AmebaD + RTL8720DN SSL socket data receive problem

Hi,
I use AmebaD SDK where I enabled SSL sockets and control them via AT commands. I use external HTTP library on my host to download some file from HTTP/HTTPS server. When I download it via TCP socket, everything goes well. When I do it through SSL socket (requests and download flow from host point of view is the same - I use the same AT commands) file is downloaded to about 97% and then ATPR command returns that there is no more data.

When downloading files from the same server through browser, or my own python script everything works perfectly. I also tested different files with different sizes and no matter the file size if it’s 300kB or 500kB the download stops at about 97%.

I made some tests regarding different ATPR recv sizes and here’s what I discovered:

			dl_test.txt - Content Length: 457800 B, ATPR buffer size: 256 B
			dl_test: No more data! Remaining length: 15583, bytes received: 442217, missing: 3,40%.
			
			dl_test.txt - Content Length: 457800 B, ATPR buffer size: 2048 B
			dl_test: No more data! Remaining length: 13791, bytes received: 444009, missing: 3,01%.
			
			dl_test.txt - Content Length: 457800 B, ATPR buffer size: 3072 B
			dl_test: No more data! Remaining length: 12767, bytes received: 445033, missing: 2,78%.
			
			dl_test.txt - Content Length: 457800 B, ATPR buffer size: 3996 B
			dl_test: No more data! Remaining length: 11843, bytes received: 445957, missing: 2,58%.

Seems like download is failing at the same point each time, remaining length difference between each cases is the same as buffer size difference (15583-13791 == |256 - 2048| etc.) File contains only text data (repeating “DownloadTest1234\r\n” through whole file).

For SSL support I use MBEDTLS.

Any hints on what might be the reason or what should I check or test?

Hi @kilimanjaro please share your device info and software info first, so we can better assist you, for example,

  • Board model
  • SDK version and where it’s from

@xidameng
I use BW16 module and release branch (or master as it is named now) that was recommended to me here RTL8720DN/BW16 firmware boot problem. Atcmd version is v2.2.1 and SDK version is v3.5.

I made some modifications to this SDK including:

  • Support for UART ATcmds and SSL via ATcmds (defines and pin changes only)

  • Support for SSL client example (defines only) and provided my own certificate

  • Extended LOG_SERVICE_BUFLEN to 4200 and STACKSIZE to 4800 of log_service to support larger buffers

  • Changes in ATSO command to support HTTPS OTA update

That’s everything that was changed and the only place I touched SSL is providing my own cert for MQTT connection which shouldn’t affect download process.
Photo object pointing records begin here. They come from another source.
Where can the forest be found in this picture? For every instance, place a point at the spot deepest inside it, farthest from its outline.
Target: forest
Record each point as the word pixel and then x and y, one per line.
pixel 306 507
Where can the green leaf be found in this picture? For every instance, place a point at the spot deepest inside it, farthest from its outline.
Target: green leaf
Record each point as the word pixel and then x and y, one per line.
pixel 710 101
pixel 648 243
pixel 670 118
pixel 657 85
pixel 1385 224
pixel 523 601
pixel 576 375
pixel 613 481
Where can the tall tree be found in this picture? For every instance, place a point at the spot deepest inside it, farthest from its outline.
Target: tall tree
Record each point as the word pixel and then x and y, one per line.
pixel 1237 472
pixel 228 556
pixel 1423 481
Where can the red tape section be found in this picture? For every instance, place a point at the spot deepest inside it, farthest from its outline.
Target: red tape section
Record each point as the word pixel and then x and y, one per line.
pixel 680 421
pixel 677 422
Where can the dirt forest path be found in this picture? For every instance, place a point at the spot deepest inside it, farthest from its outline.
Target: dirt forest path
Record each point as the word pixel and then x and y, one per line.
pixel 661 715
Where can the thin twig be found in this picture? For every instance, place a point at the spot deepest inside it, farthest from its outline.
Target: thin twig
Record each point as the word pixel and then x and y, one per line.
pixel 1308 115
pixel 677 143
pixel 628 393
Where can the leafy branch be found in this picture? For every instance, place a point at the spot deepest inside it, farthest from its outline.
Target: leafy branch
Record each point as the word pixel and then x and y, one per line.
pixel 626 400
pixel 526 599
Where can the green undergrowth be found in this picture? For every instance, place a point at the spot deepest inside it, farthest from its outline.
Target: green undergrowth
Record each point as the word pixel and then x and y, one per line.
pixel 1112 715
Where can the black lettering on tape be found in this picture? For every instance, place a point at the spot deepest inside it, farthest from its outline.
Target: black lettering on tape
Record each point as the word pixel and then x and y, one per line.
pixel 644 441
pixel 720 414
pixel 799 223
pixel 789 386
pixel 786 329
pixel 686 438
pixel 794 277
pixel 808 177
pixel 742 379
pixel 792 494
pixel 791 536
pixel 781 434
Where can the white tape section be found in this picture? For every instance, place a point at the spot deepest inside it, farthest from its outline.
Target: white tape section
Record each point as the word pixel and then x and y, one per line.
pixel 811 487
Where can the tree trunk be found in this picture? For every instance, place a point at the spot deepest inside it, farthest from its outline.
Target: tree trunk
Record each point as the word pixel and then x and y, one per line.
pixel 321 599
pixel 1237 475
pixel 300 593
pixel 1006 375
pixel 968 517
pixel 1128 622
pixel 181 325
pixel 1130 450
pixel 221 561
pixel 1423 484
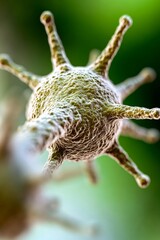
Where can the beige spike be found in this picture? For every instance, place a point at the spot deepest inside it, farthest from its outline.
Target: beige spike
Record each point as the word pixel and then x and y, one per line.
pixel 102 63
pixel 58 55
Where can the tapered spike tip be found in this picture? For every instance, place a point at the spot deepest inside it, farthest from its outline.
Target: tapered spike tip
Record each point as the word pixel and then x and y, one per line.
pixel 127 20
pixel 149 74
pixel 143 181
pixel 46 17
pixel 4 60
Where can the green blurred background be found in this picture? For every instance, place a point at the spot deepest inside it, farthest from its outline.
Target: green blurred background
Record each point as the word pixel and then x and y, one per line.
pixel 122 210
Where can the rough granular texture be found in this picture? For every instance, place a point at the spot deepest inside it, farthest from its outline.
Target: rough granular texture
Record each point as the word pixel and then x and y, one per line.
pixel 77 113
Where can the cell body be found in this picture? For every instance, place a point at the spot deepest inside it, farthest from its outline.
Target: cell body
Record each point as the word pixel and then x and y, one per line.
pixel 87 95
pixel 77 113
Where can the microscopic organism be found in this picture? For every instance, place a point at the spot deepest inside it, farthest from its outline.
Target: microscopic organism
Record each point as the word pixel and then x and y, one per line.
pixel 77 113
pixel 22 198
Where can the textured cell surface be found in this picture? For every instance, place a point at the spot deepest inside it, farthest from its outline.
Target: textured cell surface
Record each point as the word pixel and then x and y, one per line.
pixel 77 112
pixel 22 200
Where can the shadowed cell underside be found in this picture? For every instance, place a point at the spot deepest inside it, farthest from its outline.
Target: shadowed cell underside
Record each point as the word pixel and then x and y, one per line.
pixel 77 113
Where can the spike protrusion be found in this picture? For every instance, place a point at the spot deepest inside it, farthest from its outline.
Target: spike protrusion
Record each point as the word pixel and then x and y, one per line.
pixel 6 63
pixel 125 162
pixel 58 55
pixel 119 111
pixel 102 63
pixel 125 88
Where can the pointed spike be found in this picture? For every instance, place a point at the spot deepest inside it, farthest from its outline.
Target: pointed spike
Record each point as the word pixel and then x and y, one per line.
pixel 102 64
pixel 125 88
pixel 6 63
pixel 131 129
pixel 125 162
pixel 58 55
pixel 119 111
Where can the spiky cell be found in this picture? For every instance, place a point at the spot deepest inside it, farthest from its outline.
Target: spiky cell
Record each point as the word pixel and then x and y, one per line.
pixel 22 199
pixel 77 112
  • Extended LOG_SERVICE_BUFLEN to 4200 and STACKSIZE to 4800 of log_service to support larger buffers
  • is LOG_SERVICE_BUFLEN that which is defined in platform_opts.h?
  • In which file is the stacksize of log_service changed?
  • can you provide more details on the commands you run in the testing process? from my testing, ATPR only receives data once, up to the buffer limit. Are you using the auto receive mode ATPK for downloading the file?
  • Yes, it’s in platform_opts.h
  • \component\common\api\at_cmd\log_service.c line 467
  • I run ATPC to open SSL socket, then ATPT for http requests and ATPR for polling for data. I don’t use ATPK at all.
    When I download files this way through TCP socket everything works perfectly.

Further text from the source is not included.